We were asked to build a DC engine speed and motion direction controller using a DC voltage source of 9V to control motion direction (0V spins to the right, 9V spins to the left) and a PWL voltage source to control speed.

I'm only trying to simulate the motion direction control with switches but in fact I don't have idea what resistor values I should use. I'm also using leds to check the direction of current flow but I can't get what I'm looking for!

I'm following this schematics but I can't make it work properly...

I'm using 4 switches, combined 2 by 2 in diagonal in the MOSFETS H bridge, 2 of them delayed by half period of the first so that we can see the correct LEDs light up at each half-cycle!

 

hi,
Redo the sim using 2 Pulse Voltage sources, one driving the top left and lower right FET's
and the other driving lower left and upper right FET's.

The switches are not necessary.

Increase the value of the resistors in series with the LED's.

E

 

hi,
Redo the sim using 2 Pulse Voltage sources, one driving the top left and lower right FET's
and the other driving lower left and upper right FET's.

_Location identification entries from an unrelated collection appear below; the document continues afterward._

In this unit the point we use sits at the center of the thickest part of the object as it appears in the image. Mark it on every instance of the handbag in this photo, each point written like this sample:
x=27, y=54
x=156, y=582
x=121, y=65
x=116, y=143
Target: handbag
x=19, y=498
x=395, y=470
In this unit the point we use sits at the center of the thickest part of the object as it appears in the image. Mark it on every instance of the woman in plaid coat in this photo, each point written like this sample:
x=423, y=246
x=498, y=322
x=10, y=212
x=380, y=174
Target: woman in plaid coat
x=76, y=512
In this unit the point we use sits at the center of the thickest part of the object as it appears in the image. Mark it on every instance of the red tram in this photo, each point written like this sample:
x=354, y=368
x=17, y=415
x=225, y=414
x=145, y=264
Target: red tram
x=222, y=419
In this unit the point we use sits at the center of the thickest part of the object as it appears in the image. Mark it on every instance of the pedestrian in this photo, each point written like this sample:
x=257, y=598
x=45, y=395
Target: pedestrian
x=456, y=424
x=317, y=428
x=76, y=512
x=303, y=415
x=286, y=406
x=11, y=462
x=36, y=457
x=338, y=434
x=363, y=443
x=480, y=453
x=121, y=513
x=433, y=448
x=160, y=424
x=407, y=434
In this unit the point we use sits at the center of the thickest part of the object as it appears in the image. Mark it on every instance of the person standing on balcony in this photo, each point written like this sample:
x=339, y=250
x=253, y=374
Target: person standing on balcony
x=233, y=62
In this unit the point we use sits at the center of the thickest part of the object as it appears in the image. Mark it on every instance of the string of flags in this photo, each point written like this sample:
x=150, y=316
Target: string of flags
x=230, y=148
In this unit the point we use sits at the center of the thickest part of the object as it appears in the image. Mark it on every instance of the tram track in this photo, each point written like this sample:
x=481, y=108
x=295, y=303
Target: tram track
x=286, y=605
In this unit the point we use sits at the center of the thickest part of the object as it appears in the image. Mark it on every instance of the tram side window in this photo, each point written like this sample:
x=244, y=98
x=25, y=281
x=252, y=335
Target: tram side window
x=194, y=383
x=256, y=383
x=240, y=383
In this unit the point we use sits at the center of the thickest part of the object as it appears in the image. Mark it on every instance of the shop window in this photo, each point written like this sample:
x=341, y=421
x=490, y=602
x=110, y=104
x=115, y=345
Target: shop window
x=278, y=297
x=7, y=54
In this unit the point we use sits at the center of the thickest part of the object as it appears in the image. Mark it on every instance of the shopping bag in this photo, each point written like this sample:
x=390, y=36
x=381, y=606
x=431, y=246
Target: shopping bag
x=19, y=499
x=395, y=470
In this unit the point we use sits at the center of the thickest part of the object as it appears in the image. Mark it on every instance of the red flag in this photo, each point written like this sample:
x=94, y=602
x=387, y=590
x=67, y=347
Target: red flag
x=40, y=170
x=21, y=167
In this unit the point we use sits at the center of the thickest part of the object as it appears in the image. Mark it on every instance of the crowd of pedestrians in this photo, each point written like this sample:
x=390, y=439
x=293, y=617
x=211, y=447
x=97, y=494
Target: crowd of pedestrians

The switches are not necessary.

Increase the value of the resistors in series with the LED's.

E

But to redo the sim to only2 Pulse Voltage sources I need to connect the Vpl_1 to Vpl_3 and the same to the other 2, right?


Edited;

I've tried this but no good!

 

But to redo the sim to only2 Pulse Voltage sources I need to connect the Vpl_1 to Vpl_3 and the same to the other 2, right?


Edited;

I've tried this but no good!

hi,
The two upper FETS are PMOS FETs' ,,, check from the datasheet the polarity of the Vgs that is required to turn ON these PMOSFET.

E

 

Morning...

Ok, I think I have the motion direction controlled...

Now I need to know how to control the speed. Can you help, Sir Eric?

 

hi Psy,
Look at this option, a practical circuit would require additional components.
Its NOT complete!.
E

EDIT:
Woops! Corrected an error in my timing.!... now OK.

 

Morning...

Ok, I think I have the motion direction controlled...

Now I need to know how to control the speed. Can you help, Sir Eric?

hi Psy,
In order to control the speed of a motor, the 'driver' either a PIC or MCU would have to use PWM, Pulse Width Modulation of the V1/V2 input signals.

E

EDIT:
BTW: have you measured the MOSFET current thru the FETs on your circuit... its BIG.!!!
You are shorting the FET's

 

I was trying to follow a schematic from the web. http://www.bristolwatch.com/ele/h_bridge.htm

Figure 4.

BTW, when I try to open you asc, it says it can't find the 2N7002...

 

I was trying to follow a schematic from the web. http://www.bristolwatch.com/ele/h_bridge.htm

Figure 4.

BTW, when I try to open you asc, it says it can't find the 2N7002...

OK, Use any suitable N MOSFET in the LTS library.

NOTE: My EDIT on Post #35

 

But what is wrong with my schematics? Are the MOSFETs also shorted in the web schematics I'm following?

Wasn't it possible to build this simulation with only 4 MOSFETs?

 

But what is wrong with my schematics? Are the MOSFETs also shorted in the web schematics I'm following?

Wasn't it possible to build this simulation with only 4 MOSFETs?

This clip is from your schematic link... note its says 'notted' for A A' B B' which either means a inverter stages or 4 drive sources,!

To fully turn on a Power FET a Vgs of ~10V is required, this is not possible with a direct drive from a MCU.

You can use FET's with a lower Vgs threshold that can be driven directly from a MCU.